Liberating Canada: The Calgary Speech pic.twitter.com/nidv7KHHlz
— Tucker Carlson (@TuckerCarlson) January 25, 2024
During his approximately 20-minute speech to about 4,000 people in Calgary's TELUS Convention Centre, Carlson noted that while he has an affinity for Canadians because some of his ancestors settled in Nova Scotia, he believes the country's political leadership are worthy of derision and suggested that Canadian citizens are not pushing back enough against their encroaching totalitarian impulses.
"You should recognize what is happening to you," Carlson told the audience.
"This is not a political debate on which you've been invited to participate," he continued. "This is a destruction of you, and your culture, and your beliefs, and your children, and your future as a country."
Carlson singled out policies such as the decriminalization of hard drugs in Alberta's neighboring province of British Columbia, laws affirming trans identities for children, and the rising statistics of government-funded euthanasia to assert that Canadian authorities have contempt for their own people.
"They're not people who are trying to help you, they are people who are trying to hurt you," he said. "Anyone who goes after your children, anyone who encourages you to have fewer children is trying to make you extinct.
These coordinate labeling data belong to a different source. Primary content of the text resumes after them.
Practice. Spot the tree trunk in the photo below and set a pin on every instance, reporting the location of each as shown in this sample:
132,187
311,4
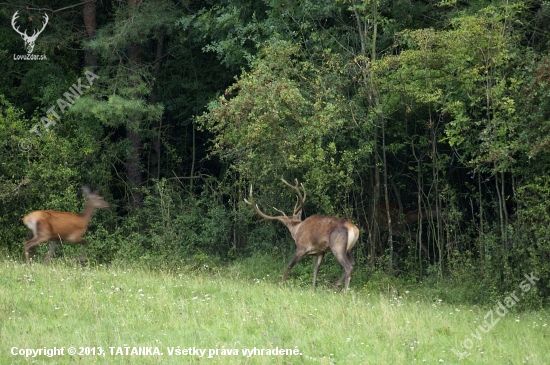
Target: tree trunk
133,160
89,15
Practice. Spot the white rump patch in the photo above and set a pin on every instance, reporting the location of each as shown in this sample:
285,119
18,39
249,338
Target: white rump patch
352,238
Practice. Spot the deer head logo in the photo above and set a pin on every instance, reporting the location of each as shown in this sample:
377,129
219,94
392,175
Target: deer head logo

It's literally that simple."
Carlson concluded his address by exhorting his audience to "take a look at what they're doing to your Christians."
"I am a Christian, but that's not why I'm telling you this," he said. "I'm telling you this because there's no more inoffensive and peaceful group in the world than Christians. In fact, there isn't. The religion tells them, commands them, to turn the other cheek and to put the concerns of others above their own concerns."
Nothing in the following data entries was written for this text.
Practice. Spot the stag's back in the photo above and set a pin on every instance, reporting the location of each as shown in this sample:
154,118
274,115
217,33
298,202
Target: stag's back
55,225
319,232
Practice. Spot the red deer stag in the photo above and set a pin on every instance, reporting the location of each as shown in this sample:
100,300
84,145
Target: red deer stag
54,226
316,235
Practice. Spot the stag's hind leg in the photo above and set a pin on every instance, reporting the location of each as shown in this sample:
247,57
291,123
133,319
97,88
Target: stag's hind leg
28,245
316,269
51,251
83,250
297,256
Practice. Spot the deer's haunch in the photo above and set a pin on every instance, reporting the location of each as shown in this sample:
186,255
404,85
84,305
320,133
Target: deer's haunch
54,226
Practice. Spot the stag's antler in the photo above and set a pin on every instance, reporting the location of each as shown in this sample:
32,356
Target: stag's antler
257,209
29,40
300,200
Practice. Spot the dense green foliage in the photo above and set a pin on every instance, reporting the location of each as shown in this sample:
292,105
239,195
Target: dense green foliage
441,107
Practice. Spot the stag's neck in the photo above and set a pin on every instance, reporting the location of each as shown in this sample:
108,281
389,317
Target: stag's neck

Carlson admonished anyone who takes issue with such precepts to explain why anyone would object to them.
"People who pray for their enemies? Who does that? Who would pray for an enemy? No one, except for Christians, and they do," he said. "They're commanded to. So if you're hassling that group, maybe you've got another agenda that we should be concerned about, even if we're not in that group."
Carlson mentioned the 96 Canadian churches that have been burned or vandalized in recent years, which Trudeau condemned as "unacceptable and wrong" while also claiming they were "understandable" in the wake of allegations that mass graves of indigenous children were discovered at Catholic residential schools. Later excavations found no evidence of human remains at the sites, according to the New York Post.
"If we burn 90 of their churches to the ground, and the prime minister and his little weird buddies are endorsing that — burning churches — if you're on the side of burning churches, let me just say I don't need any other facts of the case, you're on the wrong side," Carlson said.
Carlson also made an apparent reference to the Christian pastors who were jailed in Canada during the COVID-19 pandemic lockdowns, most of whom were in Alberta.
"If you think that preaching the Gospel is so dangerous that the people who do it need to be in prison, in shackles, you're serving someone other than the people of Canada, if you know what I mean," he said.
"That's really scary," he added. "And I don't care how much they dress it up in the passive aggressive, self-help language of the modern Left — 'Well, it's really about public safety.' Every time I turn on your freaking television shows, everything's about public safety, which is a euphemism for hard-edge fascism, actually."
In early 2021, Pastor James Coates was the first clergyman arrested in the country for keeping his church in Edmonton open in defiance of government authorities during the pandemic. The pastor spent a month in jail after police raided his GraceLife Church at dawn and barricaded it behind multiple layers of fencing.
Following Coates' imprisonment, Pastor Tim Stephens of Calgary was also arrested and jailed after a police helicopter found his congregation gathering outside in June 2021. Police arrested him at his home while his young children sobbed, which prompted a letter of concern from Sen. Josh Hawley, R-Mo., to the U.S. Commission on International Religious Freedom.
Pastor Artur Pawlowski also made international headlines in 2021 when he forcefully expelled police and public health authorities from his Cave of Adullam congregation in Calgary. He would go on to be arrested multiple times, spending 51 days in prison after delivering a sermon and officiating a service to truckers blocking the U.S.-Canada border in February 2022.
Carlson urged his audience to consider the implications of authorities who are "throwing preachers in prison for preaching the Christian Gospel" while advocating for increased lawlessness.